Table of content A-Z

 

sugar beet

 

Botanical name: Beta vulgaris var. altissima

 

The home of the wild sugar beet is the Mediterranean region. The sugar beet as we know it today is a cultivar of the wild-growing sea beet.

The main growing areas in Germany today are Lower Saxony, Saxony-Anhalt, Bavaria and North Rhine-Westphalia. The sugar beet is grown in many subtropical and temperate areas worldwide.


Availability


The harvest begins when the leaves have withered. This is usually from September to December.


Appearance, taste, characteristics


The sugar beet is a biennial plant, the roots of which are harvested in the first year. It consists of four parts: leaf, head, neck and root. The head and leaves are also called tops or haulm and are used as fertilizer and fodder. Only the root itself, the tail-like end of which usually breaks off when it is harvested, serves in the production of sugar.

The shape of the root is typically turnip-like; it is whitish to light yellow. Characteristic of the sugar beet are the tap roots that go deep into the soil.

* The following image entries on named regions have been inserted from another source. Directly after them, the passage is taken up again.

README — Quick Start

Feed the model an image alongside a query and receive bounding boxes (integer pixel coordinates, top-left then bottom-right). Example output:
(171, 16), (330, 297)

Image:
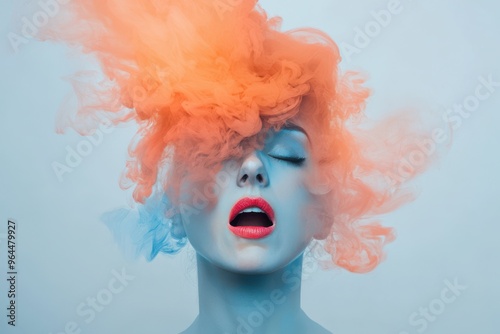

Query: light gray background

(0, 0), (500, 334)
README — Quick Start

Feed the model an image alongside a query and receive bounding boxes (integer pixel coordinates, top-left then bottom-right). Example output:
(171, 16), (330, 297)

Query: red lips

(228, 197), (275, 239)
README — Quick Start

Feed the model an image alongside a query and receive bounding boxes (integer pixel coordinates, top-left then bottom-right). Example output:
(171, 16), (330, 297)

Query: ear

(313, 214), (333, 240)
(170, 212), (186, 239)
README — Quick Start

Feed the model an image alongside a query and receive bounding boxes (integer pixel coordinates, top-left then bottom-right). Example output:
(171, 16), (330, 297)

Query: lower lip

(229, 225), (274, 239)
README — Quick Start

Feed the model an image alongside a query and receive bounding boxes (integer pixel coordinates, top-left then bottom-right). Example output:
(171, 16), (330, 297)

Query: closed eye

(269, 154), (306, 166)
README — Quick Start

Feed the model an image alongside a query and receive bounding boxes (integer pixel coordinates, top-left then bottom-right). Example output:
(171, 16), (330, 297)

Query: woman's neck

(189, 255), (311, 334)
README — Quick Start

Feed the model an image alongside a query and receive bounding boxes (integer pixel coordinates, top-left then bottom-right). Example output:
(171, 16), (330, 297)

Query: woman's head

(178, 124), (330, 273)
(45, 0), (426, 272)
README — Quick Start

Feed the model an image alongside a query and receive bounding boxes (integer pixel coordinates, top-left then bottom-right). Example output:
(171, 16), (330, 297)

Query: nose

(236, 152), (269, 187)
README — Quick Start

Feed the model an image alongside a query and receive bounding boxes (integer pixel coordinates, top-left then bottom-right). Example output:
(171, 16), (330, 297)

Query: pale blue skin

(181, 128), (330, 334)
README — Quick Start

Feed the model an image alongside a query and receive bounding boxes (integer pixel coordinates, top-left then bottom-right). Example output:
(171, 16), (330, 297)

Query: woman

(40, 0), (430, 333)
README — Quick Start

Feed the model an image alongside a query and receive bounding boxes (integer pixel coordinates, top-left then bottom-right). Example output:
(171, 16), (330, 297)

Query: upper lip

(229, 197), (274, 224)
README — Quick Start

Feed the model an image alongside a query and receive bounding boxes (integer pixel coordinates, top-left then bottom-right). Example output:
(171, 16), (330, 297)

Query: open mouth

(228, 197), (274, 239)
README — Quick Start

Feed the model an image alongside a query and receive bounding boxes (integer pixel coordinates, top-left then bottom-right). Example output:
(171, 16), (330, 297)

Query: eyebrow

(281, 123), (311, 142)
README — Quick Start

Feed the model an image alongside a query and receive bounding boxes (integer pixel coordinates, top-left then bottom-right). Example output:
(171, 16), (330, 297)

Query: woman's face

(180, 125), (319, 273)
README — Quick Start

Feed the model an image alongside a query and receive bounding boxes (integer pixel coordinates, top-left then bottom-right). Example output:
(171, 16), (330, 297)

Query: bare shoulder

(306, 320), (332, 334)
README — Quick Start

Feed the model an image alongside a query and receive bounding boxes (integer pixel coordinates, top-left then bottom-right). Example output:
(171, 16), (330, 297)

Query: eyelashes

(268, 154), (306, 166)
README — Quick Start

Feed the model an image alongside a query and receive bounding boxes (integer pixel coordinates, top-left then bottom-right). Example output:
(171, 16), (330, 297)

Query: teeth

(238, 207), (265, 214)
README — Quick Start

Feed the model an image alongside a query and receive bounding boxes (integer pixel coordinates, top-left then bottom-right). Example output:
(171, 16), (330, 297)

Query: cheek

(273, 171), (314, 239)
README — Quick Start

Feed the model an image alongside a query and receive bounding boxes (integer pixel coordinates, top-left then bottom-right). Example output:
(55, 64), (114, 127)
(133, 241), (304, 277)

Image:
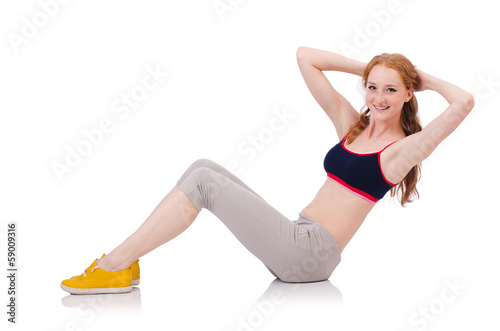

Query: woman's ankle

(96, 255), (130, 272)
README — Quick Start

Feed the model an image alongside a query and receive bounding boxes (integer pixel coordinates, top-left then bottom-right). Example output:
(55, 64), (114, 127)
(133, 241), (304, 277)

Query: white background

(0, 0), (500, 331)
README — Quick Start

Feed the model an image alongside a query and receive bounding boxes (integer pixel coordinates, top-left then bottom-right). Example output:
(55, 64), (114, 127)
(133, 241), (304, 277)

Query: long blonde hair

(347, 53), (422, 207)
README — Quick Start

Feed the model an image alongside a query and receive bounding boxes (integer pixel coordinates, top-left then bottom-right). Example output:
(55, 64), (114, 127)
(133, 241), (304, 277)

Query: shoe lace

The yield from sugar beets is less than that from sugar cane, but sugar beets have a much shorter growing period.


Ingredients


The sugar beet consists for the most part of water. In addition, today it contains – following intensive breeding – 20% sugar. The sugar content used to be only about 10%. Sucrose is the most important type of sugar it contains; other types such as fructose are present in small amounts.

Besides sugar, it contains above all nitrogen compounds, among them proteins and amino acids. Pectins are also present.


Form of consumption, use, processing, practical tips for preparation


For the extraction of sugar, the beets are washed thoroughly after being harvested and shaved into thin strips. The sugar is extracted into a water solution by means of a diffusion process. To this end, the strips are exposed to water at a temperature or 70°C. This leaches the sweet components out of the cell walls of the sugar beet, and a thin juice is the result. This thin juice has a sugar content of 14%. With the help of a chemical reaction, calcium hydroxide with carbon dioxide, the thin juice is purified. Non-sugar substances are bound by the calcium and the carbon dioxide. The thin juice is then boiled down to a thick juice or syrup with a raw-sugar content of about 67%. This thick juice is finally boiled until it becomes a cooked mass of sugar crystals and syrup. In a centrifuge the syrup is separated from the crystals through the addition of water and steam. The more often this process is repeated, the whiter and more refined is the sugar.

Numerous waste products result from the production of sugar. The head, leaves, pulp and molasses are used for fodder. Sugar-beet pulp is also used to enrich baked goods with fiber.